El 1 de marzo de 1932 Charles Lindbergh leía en su biblioteca cuando escuchó un ruido. No le dio importancia y siguió abstraído en su trabajo hasta que su mujer irrumpió precipitadamente: su bebé de apenas 20 meses había desaparecido. La institutriz lo había acostado unas horas antes, lo había envuelto en una manta y lo había atado para impedir que se escapase de la cuna. Revisaron la casa y los alrededores, pero no había ni rastro del bebé. Lo que sí encontraron fue un sobre blanco sobre el alféizar de su ventana. 20 minutos después llegaron la policía y los medios de comunicación: el niño que había desaparecido era el hijo del que en aquel momento era el hombre más famoso del mundo.

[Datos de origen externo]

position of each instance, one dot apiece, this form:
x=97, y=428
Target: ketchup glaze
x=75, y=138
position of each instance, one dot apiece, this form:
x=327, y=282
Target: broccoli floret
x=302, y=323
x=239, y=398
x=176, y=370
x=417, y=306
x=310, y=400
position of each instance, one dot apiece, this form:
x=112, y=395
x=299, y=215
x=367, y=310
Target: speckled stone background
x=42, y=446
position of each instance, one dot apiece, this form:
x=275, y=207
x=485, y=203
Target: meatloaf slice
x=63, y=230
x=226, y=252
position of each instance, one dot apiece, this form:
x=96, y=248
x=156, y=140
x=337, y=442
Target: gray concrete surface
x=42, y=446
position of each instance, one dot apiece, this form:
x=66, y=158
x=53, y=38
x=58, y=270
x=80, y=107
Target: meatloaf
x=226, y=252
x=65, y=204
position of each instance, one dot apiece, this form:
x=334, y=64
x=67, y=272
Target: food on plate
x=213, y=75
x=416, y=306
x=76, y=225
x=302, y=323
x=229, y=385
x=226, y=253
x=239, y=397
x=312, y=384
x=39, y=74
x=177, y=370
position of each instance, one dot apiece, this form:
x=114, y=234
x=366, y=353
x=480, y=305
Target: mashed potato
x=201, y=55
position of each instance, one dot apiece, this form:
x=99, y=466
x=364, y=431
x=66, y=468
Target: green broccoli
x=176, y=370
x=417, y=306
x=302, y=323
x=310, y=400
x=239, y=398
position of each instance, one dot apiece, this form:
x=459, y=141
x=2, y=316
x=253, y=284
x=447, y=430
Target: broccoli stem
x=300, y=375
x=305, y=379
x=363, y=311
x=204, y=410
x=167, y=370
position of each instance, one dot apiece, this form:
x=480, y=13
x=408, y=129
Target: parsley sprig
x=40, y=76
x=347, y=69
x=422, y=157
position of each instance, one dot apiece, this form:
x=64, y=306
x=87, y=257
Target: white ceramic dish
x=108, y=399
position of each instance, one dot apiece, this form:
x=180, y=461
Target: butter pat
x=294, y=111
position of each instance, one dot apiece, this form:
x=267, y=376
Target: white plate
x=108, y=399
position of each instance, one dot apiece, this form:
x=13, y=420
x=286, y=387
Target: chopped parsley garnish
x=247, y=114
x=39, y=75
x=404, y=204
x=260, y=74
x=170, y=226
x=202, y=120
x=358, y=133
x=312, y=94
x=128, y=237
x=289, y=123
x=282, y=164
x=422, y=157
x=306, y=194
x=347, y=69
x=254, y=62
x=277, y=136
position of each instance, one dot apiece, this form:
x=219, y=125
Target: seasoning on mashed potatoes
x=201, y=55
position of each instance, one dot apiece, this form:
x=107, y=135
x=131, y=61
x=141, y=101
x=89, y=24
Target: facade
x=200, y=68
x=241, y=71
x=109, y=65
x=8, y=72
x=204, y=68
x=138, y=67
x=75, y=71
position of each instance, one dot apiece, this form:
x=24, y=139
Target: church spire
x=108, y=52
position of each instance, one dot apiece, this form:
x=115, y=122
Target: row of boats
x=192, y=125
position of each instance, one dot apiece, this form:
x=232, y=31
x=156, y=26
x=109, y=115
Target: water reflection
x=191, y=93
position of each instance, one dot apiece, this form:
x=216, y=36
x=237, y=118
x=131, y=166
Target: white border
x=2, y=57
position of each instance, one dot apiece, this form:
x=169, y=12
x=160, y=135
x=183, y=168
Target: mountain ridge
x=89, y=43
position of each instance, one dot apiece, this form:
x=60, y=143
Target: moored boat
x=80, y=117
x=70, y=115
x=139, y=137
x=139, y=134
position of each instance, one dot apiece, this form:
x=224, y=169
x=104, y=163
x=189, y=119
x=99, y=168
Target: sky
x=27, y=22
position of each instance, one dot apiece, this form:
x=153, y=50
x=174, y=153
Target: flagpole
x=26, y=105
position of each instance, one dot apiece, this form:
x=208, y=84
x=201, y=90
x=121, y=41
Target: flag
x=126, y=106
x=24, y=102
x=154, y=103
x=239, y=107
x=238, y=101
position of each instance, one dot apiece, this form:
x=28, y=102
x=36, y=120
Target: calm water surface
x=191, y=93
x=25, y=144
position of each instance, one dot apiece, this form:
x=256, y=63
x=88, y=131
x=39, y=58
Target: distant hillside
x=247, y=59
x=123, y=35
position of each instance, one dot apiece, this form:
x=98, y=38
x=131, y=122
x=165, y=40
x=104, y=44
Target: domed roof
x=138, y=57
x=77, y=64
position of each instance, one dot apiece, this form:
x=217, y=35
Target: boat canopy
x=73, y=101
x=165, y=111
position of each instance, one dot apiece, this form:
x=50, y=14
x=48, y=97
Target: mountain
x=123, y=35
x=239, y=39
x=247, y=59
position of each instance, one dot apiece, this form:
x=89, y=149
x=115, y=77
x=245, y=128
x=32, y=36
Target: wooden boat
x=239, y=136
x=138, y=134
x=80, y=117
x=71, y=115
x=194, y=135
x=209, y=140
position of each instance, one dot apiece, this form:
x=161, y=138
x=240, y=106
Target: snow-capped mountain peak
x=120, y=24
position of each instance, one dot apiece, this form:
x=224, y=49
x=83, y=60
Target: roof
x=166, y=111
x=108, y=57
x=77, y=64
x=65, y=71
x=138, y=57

Lindbergh era hijo de un congresista y una química que se habían separado cuando todavía era un niño. Sin vocación por los estudios, se había volcado en la aviación, todo un boom en los años posteriores a la Primera Guerra Mundial. Los aviones de combate se vendían ahora por menos de 500 dólares y servían para que decenas de jóvenes practicaran acrobacias tan temerarias como conducir un monociclo sobre las alas de un avión en marcha. Por entonces nadie podía imaginar que la aviación podía tener un uso comercial y sólo servía para divertir a las masas y publicitar productos.
Para promocionar sus propiedades y celebrar la amistad entre Estados Unidos y Francia, un hotelero de Nueva York, Raymond Orteig, ofreció 25.000 dólares al primer aviador que volara sin escalas desde Nueva York a París o viceversa, una suma importantísima para la época. Lindbergh fue uno de los que se apuntó. De los de ocho que lo intentaron sólo cuatro sobrevivieron. Era una gesta que parecía imposible, pero tras 33 horas de vuelo, sin paracaídas, sin apenas visibilidad y sentado en una incómoda silla de mimbre para evitar dormirse, El espíritu de San Luis –en honor del lugar de residencia de los constructores– aterrizó en las inmediaciones del aeropuerto de Le Bourget, cerca de París. Aquella hazaña fue, sin lugar a dudas, una de las más importantes y trascendentales de la historia de la aviación moderna.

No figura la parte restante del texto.